Quick comments on the two that are in public release:
Flags of Our Fathers gets its message across quite effectively, but in a somewhat distancing manner. It didn't sweep me off my feet. Though Adam Beach gives a standout performance and Barry Pepper, among others, is completely convincing, Ryan Philippe and Jesse Bradford were (in key roles) on the bland side. The cinematography is sharp, distinctive, but I'm not sure the movie's back-and-forth structure is all that it's cracked up to be. I also think the movie suffers from throwing a great many characters at you at the outset and assuming you'll remember all the key names. Maybe it was my fault, but I found myself at key points in the second half of the film going, "Now, which one was Franklin again?" It's a meaningful movie and I'm glad I saw it, but I have no passion for it.
Something to ponder: Does "The Ballad of Ira Hayes" (I only know Johnny Cash's version) accomplish a good deal of what Flags does, in about 3 percent of the time?

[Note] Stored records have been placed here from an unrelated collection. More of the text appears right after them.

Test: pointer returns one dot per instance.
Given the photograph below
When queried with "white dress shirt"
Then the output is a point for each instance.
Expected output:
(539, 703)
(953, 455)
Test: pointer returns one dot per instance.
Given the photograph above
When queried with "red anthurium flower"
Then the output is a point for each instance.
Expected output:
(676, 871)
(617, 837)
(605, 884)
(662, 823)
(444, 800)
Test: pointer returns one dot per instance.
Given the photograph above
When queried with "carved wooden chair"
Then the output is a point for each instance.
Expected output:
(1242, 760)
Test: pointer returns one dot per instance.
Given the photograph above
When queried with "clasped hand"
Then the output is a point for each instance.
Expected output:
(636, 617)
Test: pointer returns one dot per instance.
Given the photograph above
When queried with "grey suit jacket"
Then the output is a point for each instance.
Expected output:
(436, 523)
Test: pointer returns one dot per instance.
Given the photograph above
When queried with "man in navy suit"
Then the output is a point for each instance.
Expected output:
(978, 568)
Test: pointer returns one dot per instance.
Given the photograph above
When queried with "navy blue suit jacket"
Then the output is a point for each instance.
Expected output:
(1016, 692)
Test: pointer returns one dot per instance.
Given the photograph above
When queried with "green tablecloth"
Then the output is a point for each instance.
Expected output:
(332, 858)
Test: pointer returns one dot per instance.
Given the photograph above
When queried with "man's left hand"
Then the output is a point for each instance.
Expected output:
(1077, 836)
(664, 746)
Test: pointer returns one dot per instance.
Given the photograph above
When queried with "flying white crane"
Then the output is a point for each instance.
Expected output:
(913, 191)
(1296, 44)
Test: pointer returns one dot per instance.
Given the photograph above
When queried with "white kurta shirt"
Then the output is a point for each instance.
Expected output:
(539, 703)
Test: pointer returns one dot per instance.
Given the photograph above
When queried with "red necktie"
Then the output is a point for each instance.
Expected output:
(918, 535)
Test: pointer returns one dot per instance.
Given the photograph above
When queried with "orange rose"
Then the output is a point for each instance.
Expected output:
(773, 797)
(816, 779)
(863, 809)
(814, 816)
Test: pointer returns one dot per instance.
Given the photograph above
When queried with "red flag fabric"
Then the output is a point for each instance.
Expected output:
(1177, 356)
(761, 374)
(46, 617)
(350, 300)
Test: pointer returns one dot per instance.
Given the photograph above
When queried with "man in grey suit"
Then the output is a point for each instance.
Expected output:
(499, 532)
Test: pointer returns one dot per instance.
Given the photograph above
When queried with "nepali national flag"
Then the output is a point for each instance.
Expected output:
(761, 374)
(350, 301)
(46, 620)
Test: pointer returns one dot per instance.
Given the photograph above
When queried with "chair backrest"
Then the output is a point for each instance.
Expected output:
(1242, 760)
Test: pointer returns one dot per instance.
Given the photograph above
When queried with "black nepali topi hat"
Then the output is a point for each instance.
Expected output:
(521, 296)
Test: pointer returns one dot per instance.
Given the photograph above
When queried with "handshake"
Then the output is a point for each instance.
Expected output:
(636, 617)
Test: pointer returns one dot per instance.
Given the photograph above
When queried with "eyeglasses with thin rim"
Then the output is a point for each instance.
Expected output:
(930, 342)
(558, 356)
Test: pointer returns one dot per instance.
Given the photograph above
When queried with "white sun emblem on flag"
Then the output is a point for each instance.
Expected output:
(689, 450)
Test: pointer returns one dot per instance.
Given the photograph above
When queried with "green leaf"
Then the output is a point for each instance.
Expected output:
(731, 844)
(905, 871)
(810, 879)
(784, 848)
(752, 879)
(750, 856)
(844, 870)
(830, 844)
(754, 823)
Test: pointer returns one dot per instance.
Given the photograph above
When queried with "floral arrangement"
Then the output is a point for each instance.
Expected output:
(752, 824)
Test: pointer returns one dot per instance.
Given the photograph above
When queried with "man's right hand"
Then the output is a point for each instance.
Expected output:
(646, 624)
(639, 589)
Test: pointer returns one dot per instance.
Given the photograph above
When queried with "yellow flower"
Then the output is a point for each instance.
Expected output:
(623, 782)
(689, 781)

Running with Scissors has been getting hammered pretty hard in the reviews, enough that we would have seen something different had the timing worked out. As it was, I liked it the most of the three people I saw it with (one of us truly disliked it, two were mixed). Atmospherically, it hits you a little like a real-life version of The Royal Tennenbaums (complete with eccentric Gwyneth Paltrow character), with a dram of The Ice Storm. The people I saw it with thought it was over the top; I'll certainly concede that it was near the top, but I thought it sustained itself. It was the least message-y of the four movies I've seen during this spurt and (this is saying something) the least depressing, and I think I was grateful for that - after the others, I was ready to throw myself under a truck. I can't wholeheartedly recommend Scissors, but I'll certainly speak up for it if few others will. It was quite a tale.
I'll tell ya, I'm ready for something lighter, though. I need to get to Stranger Than Fiction as soon as possible.